For those of you who haven't heard of this yet, the futuristic "Simpsons" spinoff, "Futurama", has just been officially resurrected!!!!! And before you think to yourself "Alright! New episodes on Fox/Adult Swim!!!!!", ..............WRONG. New Futuramas will premiere on the one network almost none of us really anticipated: Comedy Central. That's right, people, the infamous cable channel that brought us "daily" satiric primetime news, a festive, talking piece of crap, Stephen Colbert and Dave Chappelle is now the exclusive home of not just the 13 new episodes coming soon, but the 72 episodes previously produced for Fox from January, 1999 to August, 2003.

Allow me to elaborate: See, in 2007, apparently, Turner Broadcasting's acquisition to the franchise's broadcasting rights will expire, so last year, a quiet buyout took place to prevent Turner from holding onto the show any longer. Apparently, Viacom won that bid, and so the new Futuramas will be shown only on Comedy Central starting in 2008. It hasn't been confirmed yet as of this writing whether or not Comedy Central will also air the DVD movies later down the line, or how much of the original cast will return, other than Billy West (Fry, Prof.
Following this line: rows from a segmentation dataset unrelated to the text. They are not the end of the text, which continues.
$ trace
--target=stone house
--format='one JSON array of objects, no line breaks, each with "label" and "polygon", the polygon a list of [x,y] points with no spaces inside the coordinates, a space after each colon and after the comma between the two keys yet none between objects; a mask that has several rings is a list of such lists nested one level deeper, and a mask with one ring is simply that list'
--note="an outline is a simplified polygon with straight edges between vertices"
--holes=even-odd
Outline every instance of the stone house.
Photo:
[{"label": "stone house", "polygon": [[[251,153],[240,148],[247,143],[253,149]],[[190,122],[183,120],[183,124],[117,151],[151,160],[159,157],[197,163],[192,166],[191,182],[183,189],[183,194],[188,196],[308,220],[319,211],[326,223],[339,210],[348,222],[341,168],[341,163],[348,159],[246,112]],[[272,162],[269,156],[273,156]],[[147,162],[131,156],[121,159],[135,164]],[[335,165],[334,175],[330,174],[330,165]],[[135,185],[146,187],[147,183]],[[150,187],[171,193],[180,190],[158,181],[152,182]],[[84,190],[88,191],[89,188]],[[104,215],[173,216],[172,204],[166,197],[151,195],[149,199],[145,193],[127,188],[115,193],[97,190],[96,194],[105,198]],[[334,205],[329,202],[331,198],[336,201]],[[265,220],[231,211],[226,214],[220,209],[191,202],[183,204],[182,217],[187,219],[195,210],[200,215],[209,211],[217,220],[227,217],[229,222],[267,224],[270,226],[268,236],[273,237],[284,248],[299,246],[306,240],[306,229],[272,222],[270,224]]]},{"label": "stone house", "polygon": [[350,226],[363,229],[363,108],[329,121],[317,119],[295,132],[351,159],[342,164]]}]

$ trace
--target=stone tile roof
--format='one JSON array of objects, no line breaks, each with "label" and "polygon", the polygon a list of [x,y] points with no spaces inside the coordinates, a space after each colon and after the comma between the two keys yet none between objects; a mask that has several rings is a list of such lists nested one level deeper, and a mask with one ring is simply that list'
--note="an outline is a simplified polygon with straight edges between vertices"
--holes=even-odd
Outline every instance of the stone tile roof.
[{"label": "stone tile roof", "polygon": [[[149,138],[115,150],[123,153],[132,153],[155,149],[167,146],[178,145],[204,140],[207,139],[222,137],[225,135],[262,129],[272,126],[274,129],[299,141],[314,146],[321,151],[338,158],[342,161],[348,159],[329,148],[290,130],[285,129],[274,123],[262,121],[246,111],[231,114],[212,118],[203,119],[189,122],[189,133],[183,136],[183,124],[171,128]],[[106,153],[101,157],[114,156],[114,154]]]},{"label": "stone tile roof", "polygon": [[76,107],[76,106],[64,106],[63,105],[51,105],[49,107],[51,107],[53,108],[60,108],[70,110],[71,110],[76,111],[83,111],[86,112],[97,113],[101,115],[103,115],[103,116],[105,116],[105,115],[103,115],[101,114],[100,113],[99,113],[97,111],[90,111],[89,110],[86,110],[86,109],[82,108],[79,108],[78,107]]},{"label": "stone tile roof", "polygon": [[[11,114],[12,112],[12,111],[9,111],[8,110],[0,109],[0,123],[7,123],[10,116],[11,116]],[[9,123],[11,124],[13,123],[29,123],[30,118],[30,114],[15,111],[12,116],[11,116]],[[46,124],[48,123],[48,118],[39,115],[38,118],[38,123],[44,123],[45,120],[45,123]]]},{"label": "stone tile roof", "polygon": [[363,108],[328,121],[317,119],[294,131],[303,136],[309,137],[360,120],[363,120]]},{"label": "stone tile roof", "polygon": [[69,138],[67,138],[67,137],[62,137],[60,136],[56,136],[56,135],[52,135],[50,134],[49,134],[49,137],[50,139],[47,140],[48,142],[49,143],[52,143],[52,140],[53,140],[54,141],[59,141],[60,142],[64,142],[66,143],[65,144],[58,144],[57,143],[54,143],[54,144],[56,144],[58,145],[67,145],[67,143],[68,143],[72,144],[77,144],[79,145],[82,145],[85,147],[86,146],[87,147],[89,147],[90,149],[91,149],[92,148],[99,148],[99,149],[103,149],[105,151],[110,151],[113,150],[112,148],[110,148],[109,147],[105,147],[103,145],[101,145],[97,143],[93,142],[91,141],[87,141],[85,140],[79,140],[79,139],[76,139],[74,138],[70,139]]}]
Farnsworth, Zap Brannigan, Dr. Zoidberg), Katey Segal (Leela), and John DiMaggio (Bender), all of whom have definitely signed on for the new stuff. The full news story can be found
HERE, courtesy of IGN.com.

Well, it's about darn-tootin' time!!!!!!!!!!!!!!!! Ever since word of the Family Guy resurrection last summer exploded across the internet back in 2004, there were just as many message board posts, blog entries, and editorial podcasts left-and-right, asking the (until-now) ultimate unanswered question: Will Futurama ever return?????? If you saw the Family Guy DVD movie that came out last fall (and aired on Fox last month), that was one of the gags used in the opening red carpet prologue sequence, that had the question-asker inevitably killed immediately (He worked for Entertainment Weekly. He had it coming.
HERE's an explanation, at the bottom of that section).

Bottom-line: In my opinion, Futurama is very high in my personal top-10 TV shows EVER list, and even though it's a shame it took so long for it to come back, and it won't be returning on the original network, it's good to see the old gang back together. After the five-year wait to see new episodes, here's hoping the writers haven't gotten rusty over time, or there won't be a season seven, even on Comedy Central. But there will be DVDs. Thank God for DVDs. Us fans will always have the DVDs. ...But seriously, though, Futurama writers, you better not blow this or the fans will be seriously pissed about the long wait for sub-par new material. ....................But that's just me.

Later!

-D.

P.S. In case you didn't catch it, this blog entry's title is a subtle reference to an episode title of arguably the greatest animated superhero show ever, Justice League. Specifically, the "Unlimited" episodes that started in 2004. This show recently aired its series finale on Cartoon Network a few months back with a few dangling plot threads, and a rather interesting end for Lex Luthor, when compared to where he was in the beginning of the Superman cartoon, almost exactly ten years ago (get the season one DVD from Amazon
HERE). From head of Lexcorp, at the top of Metropolis, to a smoldering crater at the bottom of Metropolis. Oh, how the mighty have fallen.